• June 17 down the years

Alonso sidelined as Hamilton dominates in the USA

2007
In what was a farewell to the States, Lewis Hamilton won the US Grand Prix at Indianapolis in front of around 120,000, outperforming McLaren team-mate Fernando Alonso who was by this stage of the season clearly rattled by the newcomer. More than once the pair went wheel-to-wheel, and as Alonso rattled off a fastest lap, Hamilton immediately replied in kind. "It's a surprise to see him doing so well and top of the championship," Alonso said afterwards, a week after moaning McLaren were giving his team-mate special treatment. In the euphoria of the win, a journalist compared Hamilton with Tiger Woods. "I don't really know what to say to that to be honest," Hamilton replied. "It's obviously nice to be compared to somebody like Tiger Woods but you just have to remember I'm not Tiger Woods. I'm Lewis Hamilton and this is Formula One, it is not golf."

1907
Brooklands in Weybridge, Surrey opened.
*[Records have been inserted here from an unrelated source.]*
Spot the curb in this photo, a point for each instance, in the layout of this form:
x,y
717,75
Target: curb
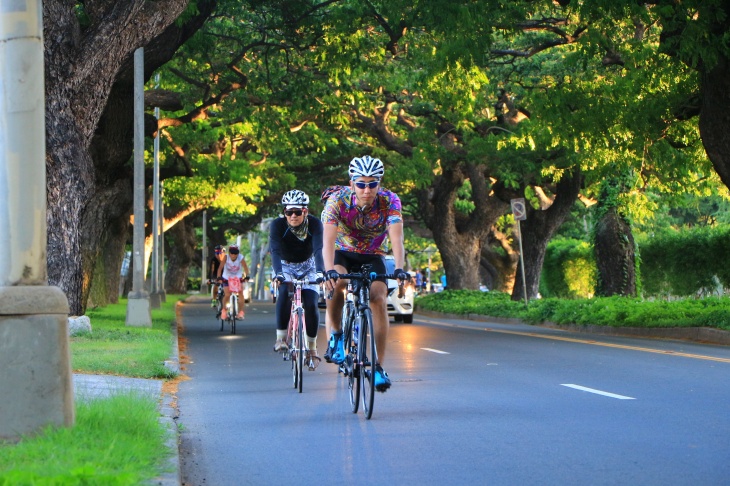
x,y
168,415
703,335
It was the world's first purpose-built motorsport circuit, opening a year before Indianapolis, but had a short life, staging it last race in 1939, only 32 years after its first. The distinctive banked, oval track, which was nearly 30 feet high in places, was finished in concrete because of the issues of laying tarmac on such a gradient. There was a finishing straight in front of the clubhouse. Along the centre of the track ran a dotted black line, known as the Fifty Foot Line. By driving over the line, a driver could theoretically take the banked corners without having to use the steering wheel. Within a fortnight of opening the circuit hosted the world's first 24-hour race (several hundred railway lamps were used to light the track).

1984
Nelson Piquet scored his first points of the season when he won the Canadian Grand Prix in a Brabham. He had to be carried from his car to the podium after badly burning his foot on a new radiator. Alain Prost had briefly led after passing Piquet, who was on pole, off the line, but he was in front for seconds, and once back in the lead Piquet dominated

1978
Niki Lauda's win in a Brabham in Sweden was overshadowed by a row over cooling fans on the cars which Lotus boss Colin Chapman argued were "ten times the size needed". Other manufacturers accused Brabham of deliberately holding back during qualifying so as not to attract too much attention to the cornering advantages the fans gave. Some drivers also moaned the fans threw up debris off the track. Brabham boss Bernie Ecclestone brushed aside the complaints saying: "It's always the same whenever anyone comes up with something new in F1." Within a week it was banned although Lauda's win stood.

1973
Denny Hulme broke the nine-race domination of Jackie Stewart and Emerson Fittipaldi with victory in the Swedish Grand Prix, but it was not a popular victory with the home crowd as he had overtaken local hero Ronnie Petersen, who was suffering from a slow puncture, on the final lap. "Hulme's drive had been a classic of skill and caution," reported the Guardian, " a superb tactical, but the enormous crowd groaned as their hero failed to make it."

1962
Jim Clark in a Lotus scored the first of five consecutive wins at the Belgian Grand Prix. Leading home Graham Hill by 45 seconds. Clark's team-mate Trevor Taylor, who had led in the early stages, and Willy Mairesse in a Ferrari collided on lap 25, the Lotus smashing into a telegraph poll which snapped in half, and Mairesse overturning and catching fire. Amazingly, he escaped with burns while Taylor walked back to the pits unscathed.

1951
Nino Farina's supercharged Alfa Romeo won the Belgian Grand Prix

1960
Adrian Campos, born on this day in Valencia, held the unenviable record of being Spain's least successful F1 driver, but was also Spanish radio-controlled racing champion in 1980 and in his early F1 forays was accompanied by bodyguards after terrorists had kidnapped his grandfather. In 1998 he set up Campos Racing and among other successes he spotted the up-and-coming Fernando Alonso. In 2010 finally returned to F1 as the head of Hispania racing (HRT).

1951
Bob Sweikert won the 1955 Indianapolis 500 and the 1955 National Championship, as well as the 1955 Midwest Sprint car championship - the only driver in history to sweep all three in a single season. A year later he finished sixth at the Indy 500 but on this day a few weeks later was killed in a crash at a sprint event at Salem Speedway.